STJ reitera que delito de trabalho escravo não exige restrição à liberdade
Além do não fornecimento de água potável aos trabalhadores, foram consideradas péssimas as condições de conforto e higiene
Da Redação
Ao reafirmar a jurisprudência segundo a qual o crime pode ser configurado independentemente de haver restrição à liberdade de ir e vir dos trabalhadores, a Sexta Turma do Superior Tribunal de Justiça (STJ) deu provimento a recurso do Ministério Público Federal (MPF) para restabelecer a condenação de um fazendeiro do Pará pelo delito de submissão de trabalhadores a condição análoga à de escravo.
Segundo o ministro Nefi Cordeiro, relator, nos termos da jurisprudência do STJ, a configuração do crime está condicionada à demonstração de submissão a trabalhos forçados, jornadas exaustivas ou condições degradantes – situações que foram comprovadas no processo em análise.
O Ministério do Trabalho e Emprego, o Ministério Público do Trabalho, a Polícia Rodoviária Federal e a Polícia Federal realizaram em 2006 uma ação conjunta para erradicar o trabalho degradante desenvolvido em uma fazenda de gado em Paragominas (PA).

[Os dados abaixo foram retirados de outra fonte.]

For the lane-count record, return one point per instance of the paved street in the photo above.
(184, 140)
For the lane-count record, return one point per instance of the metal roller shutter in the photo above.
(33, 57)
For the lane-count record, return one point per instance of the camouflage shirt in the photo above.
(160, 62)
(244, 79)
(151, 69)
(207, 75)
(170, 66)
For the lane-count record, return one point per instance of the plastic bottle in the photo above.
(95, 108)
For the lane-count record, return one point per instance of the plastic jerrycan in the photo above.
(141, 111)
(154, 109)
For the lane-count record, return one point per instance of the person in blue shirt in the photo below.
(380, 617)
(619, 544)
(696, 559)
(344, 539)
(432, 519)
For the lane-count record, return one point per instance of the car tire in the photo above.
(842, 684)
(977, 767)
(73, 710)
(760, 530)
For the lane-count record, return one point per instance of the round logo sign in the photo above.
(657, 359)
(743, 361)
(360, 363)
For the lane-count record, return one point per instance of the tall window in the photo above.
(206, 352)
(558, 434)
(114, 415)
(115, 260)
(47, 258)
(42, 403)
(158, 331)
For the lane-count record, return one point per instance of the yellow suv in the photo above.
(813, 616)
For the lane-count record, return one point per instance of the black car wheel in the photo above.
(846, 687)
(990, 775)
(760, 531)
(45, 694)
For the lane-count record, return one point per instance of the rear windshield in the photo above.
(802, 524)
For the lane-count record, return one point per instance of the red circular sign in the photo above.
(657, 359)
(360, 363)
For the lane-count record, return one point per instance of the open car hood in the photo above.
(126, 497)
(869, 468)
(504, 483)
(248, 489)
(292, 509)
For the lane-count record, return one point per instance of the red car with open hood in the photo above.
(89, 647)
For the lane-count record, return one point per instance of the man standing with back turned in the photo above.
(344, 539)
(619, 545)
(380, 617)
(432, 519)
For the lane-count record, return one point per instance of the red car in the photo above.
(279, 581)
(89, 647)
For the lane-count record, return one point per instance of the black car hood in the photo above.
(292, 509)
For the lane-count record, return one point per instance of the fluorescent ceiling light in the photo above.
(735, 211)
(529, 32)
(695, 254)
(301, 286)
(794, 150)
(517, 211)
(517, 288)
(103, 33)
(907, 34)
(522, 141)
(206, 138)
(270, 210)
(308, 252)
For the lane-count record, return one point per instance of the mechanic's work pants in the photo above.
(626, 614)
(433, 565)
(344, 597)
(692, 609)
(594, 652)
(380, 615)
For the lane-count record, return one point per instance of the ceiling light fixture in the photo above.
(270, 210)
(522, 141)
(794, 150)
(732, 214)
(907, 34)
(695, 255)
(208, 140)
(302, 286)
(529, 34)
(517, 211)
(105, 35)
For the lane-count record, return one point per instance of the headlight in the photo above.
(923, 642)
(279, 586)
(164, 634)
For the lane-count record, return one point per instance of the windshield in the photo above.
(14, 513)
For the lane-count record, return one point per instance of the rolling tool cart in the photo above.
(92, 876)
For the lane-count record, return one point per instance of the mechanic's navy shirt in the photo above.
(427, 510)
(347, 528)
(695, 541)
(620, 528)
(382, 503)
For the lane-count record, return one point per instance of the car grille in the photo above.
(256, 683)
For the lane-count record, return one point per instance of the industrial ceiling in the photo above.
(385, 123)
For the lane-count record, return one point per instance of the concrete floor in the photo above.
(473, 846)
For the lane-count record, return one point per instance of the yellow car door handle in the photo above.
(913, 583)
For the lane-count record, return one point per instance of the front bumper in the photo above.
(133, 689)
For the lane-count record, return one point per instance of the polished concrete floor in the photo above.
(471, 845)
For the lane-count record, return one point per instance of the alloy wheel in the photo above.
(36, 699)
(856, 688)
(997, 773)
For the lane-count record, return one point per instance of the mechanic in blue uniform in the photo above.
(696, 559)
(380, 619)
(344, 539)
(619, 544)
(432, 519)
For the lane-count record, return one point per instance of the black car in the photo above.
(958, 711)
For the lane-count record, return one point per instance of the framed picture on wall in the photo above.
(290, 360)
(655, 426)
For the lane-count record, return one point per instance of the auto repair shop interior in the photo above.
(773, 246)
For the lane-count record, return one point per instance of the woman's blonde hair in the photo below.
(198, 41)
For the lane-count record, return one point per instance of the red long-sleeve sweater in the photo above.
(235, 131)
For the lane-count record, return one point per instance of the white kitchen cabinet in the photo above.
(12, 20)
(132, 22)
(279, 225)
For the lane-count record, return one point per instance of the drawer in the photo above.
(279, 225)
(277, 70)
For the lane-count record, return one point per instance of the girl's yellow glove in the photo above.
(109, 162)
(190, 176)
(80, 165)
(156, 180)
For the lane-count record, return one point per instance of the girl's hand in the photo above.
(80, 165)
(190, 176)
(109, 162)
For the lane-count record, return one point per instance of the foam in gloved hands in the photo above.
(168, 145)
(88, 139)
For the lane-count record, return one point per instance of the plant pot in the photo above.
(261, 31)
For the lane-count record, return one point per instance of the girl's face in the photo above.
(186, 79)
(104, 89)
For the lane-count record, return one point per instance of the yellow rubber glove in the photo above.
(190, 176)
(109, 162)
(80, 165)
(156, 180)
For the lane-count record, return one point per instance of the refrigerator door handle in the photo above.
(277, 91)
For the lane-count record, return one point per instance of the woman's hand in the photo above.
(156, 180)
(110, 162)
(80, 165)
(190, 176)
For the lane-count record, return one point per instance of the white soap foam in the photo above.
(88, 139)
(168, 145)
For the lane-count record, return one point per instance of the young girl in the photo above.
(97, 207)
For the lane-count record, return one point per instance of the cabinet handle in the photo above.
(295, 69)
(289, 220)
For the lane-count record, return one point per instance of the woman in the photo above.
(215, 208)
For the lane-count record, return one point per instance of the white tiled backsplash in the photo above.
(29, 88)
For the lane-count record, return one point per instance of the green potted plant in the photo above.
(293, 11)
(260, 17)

A denúncia citou irregularidades como não fornecimento de água potável, péssimas condições de conforto e higiene, ausência de banheiros para os trabalhadores e alojamentos de palha e lona no meio da mata, sem qualquer proteção lateral.
Ao julgar a apelação contra a sentença condenatória, o Tribunal Regional Federal da 1ª Região (TRF1) concluiu que o delito não estava caracterizado, pois, apesar das violações à legislação trabalhista, não havia cerceamento à liberdade dos trabalhadores da fazenda. O TRF1 absolveu o proprietário da acusação baseada no artigo 149 do Código Penal (CP).
Ação múltipla
No recurso especial, o MPF sustentou que o artigo 149 do CP descreve crime de ação múltipla, que pode ser caracterizado por uma das condições relacionadas no tipo penal. O MPF citou entendimento do Supremo Tribunal Federal segundo o qual a escravidão moderna é sutil e envolve uma série de fatores, desde a permanência dos trabalhadores no local por não terem como se locomover, sem dinheiro, até a frustração de direitos básicos de saúde.

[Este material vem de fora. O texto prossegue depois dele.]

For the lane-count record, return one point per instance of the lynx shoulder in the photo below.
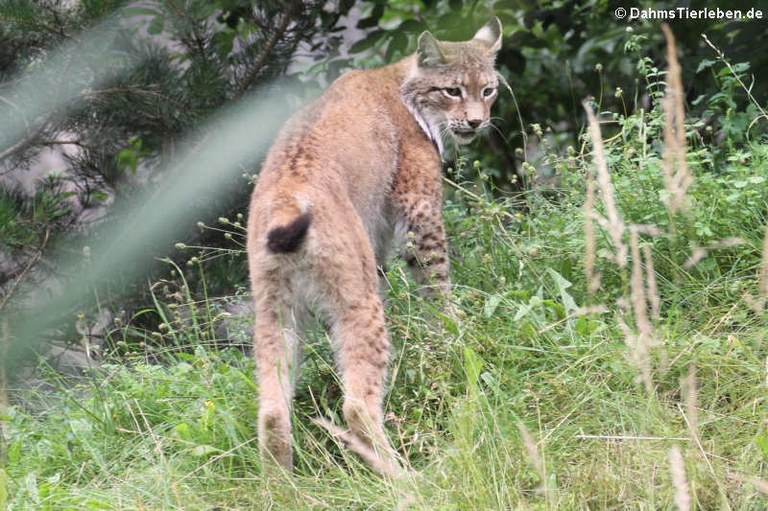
(350, 177)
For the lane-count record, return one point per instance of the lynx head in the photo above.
(453, 84)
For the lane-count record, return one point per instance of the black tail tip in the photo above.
(287, 238)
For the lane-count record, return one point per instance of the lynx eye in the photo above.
(452, 92)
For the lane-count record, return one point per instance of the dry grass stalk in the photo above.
(679, 480)
(651, 290)
(702, 252)
(590, 240)
(638, 354)
(690, 395)
(4, 341)
(677, 175)
(637, 290)
(760, 485)
(532, 452)
(613, 223)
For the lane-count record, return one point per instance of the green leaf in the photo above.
(562, 285)
(491, 304)
(473, 366)
(203, 451)
(761, 441)
(156, 26)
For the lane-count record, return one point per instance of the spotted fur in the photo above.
(351, 175)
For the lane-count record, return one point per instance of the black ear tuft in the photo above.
(287, 238)
(428, 50)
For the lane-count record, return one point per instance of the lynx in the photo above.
(353, 174)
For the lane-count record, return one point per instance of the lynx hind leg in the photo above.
(355, 316)
(277, 349)
(362, 347)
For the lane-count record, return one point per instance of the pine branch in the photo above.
(269, 48)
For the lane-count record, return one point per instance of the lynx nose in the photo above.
(474, 123)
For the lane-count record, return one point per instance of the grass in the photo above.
(547, 390)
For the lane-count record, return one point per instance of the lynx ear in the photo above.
(428, 50)
(490, 35)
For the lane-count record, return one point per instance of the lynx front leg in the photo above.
(363, 354)
(276, 349)
(426, 247)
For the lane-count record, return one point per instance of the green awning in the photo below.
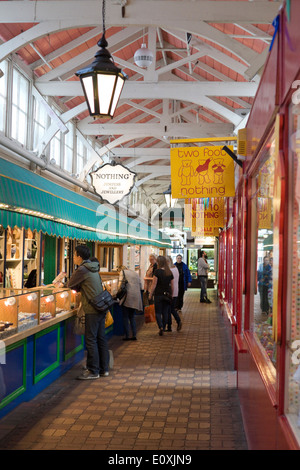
(31, 201)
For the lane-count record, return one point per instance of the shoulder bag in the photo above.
(122, 291)
(102, 302)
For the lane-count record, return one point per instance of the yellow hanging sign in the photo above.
(201, 213)
(201, 172)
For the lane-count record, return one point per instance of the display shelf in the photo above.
(26, 309)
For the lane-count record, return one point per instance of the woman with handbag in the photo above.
(162, 288)
(132, 300)
(149, 273)
(87, 279)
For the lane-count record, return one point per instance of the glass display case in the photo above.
(23, 309)
(193, 262)
(264, 321)
(292, 396)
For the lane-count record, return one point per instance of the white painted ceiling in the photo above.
(200, 84)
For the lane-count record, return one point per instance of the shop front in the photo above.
(41, 224)
(259, 253)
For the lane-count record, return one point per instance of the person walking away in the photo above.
(264, 277)
(87, 280)
(185, 280)
(133, 301)
(203, 268)
(172, 310)
(163, 281)
(149, 273)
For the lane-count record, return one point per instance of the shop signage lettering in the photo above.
(198, 213)
(264, 212)
(201, 172)
(2, 354)
(113, 182)
(296, 354)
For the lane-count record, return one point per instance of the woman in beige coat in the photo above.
(133, 301)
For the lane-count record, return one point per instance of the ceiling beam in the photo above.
(139, 11)
(148, 130)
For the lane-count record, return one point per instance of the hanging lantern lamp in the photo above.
(102, 81)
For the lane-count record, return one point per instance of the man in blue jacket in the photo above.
(86, 279)
(185, 280)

De acordo com a acusação, os trabalhadores da fazenda eram privados das mínimas condições de higiene, não dispondo nem mesmo de água potável no local do trabalho. Se essa situação não for considerada degradante – acrescentou o MPF –, o trabalho em condições análogas à de escravo não será erradicado no país.
O ministro Nefi Cordeiro explicou que a redação do artigo 149 do CP – bem como a jurisprudência do STJ – é clara no sentido de que o delito se configura independentemente de restrição à liberdade, e que este é um crime de ação múltipla e conteúdo variado.
Para o relator, foi correta a sentença ao fundamentar a condenação “em razão das condições degradantes de trabalho e de habitação a que as vítimas eram submetidas”, atestadas em relatório de fiscalização.
Com a decisão reconhecendo a configuração do crime, a Sexta Turma determinou o retorno dos autos ao TRF1 para que prossiga na análise de outros aspectos do recurso de apelação.